Previously, several different approaches had been taken, including counting total numbers of staff working in mental health, learning disability and care trusts, which included staff working in other specialisms, such as community health staff who support people’s physical health. NHS Digital has developed a new approach that will improve accuracy by counting only those staff who work directly on mental health, regardless of the type of organisation in which they work. It will also provide a greater level of transparency in relation to the workforce, for example, staff working in priority areas, such as crisis care or children and young people’s mental health services.

NHS Digital will publish its quarterly mental health workforce data under this new definition on 21 March 2019. Because it focuses on staff working directly on mental health in NHS trusts and NHS foundation trusts, the new headline figures will show a smaller total number of people working in mental health They do not yet provide a full picture of the mental health workforce. For example, they do not include the very significant number of staff providing NHS-funded mental health services in other organisations such as the voluntary sector, local authorities and primary care settings. We are therefore planning further changes to the data in the future to enable us to better understand these staff numbers and associated patient outcomes.

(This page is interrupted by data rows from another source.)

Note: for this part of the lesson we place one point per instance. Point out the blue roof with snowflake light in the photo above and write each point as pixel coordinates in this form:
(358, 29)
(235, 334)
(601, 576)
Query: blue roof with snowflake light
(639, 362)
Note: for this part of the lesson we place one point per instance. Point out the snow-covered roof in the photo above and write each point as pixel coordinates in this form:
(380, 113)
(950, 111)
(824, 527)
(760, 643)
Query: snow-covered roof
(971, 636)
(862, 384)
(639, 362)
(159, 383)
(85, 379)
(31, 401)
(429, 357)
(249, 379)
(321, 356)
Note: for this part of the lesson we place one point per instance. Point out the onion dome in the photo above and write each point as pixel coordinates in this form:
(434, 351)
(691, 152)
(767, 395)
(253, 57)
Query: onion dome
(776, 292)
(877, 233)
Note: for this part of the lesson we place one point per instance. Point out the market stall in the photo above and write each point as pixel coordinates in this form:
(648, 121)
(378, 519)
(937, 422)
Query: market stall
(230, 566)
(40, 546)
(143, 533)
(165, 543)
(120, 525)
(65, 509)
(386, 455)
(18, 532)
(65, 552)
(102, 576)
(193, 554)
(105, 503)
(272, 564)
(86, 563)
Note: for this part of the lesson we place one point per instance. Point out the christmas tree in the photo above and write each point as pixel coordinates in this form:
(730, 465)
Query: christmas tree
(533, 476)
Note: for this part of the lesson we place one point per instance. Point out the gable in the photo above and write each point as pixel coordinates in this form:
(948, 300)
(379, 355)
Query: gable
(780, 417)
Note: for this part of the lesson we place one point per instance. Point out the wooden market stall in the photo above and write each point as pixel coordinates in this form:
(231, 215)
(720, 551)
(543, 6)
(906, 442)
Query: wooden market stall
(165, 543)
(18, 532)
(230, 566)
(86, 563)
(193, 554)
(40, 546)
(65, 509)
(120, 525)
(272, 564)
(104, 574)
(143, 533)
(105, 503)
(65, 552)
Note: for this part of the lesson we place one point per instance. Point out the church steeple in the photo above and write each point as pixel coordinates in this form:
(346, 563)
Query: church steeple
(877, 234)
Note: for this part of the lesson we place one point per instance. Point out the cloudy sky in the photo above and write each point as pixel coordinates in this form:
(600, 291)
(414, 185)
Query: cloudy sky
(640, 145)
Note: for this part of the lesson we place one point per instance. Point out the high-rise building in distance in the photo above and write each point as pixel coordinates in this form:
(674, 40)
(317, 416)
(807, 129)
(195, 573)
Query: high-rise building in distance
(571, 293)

This new approach underlines the scale of the challenge ahead of us to make the increases we all agree are needed to the mental health workforce and bring about improvements to the lives of the people they are here to support. The Government are committed to meeting this challenge. Following the recent publication of the NHS long-term plan, the Prime Minister and Secretary of State for Health and Social Care asked Baroness Dido Harding to develop a workforce implementation plan.

An interim workforce plan will be published in the spring and will include an immediate 2019-20 action plan together with a more detailed vision of how the health and care workforce will transform over the next 10 years to deliver 21st century care for our patients. The plan will build on work already under way to recruit, train and importantly retain more staff to address our most immediate shortages.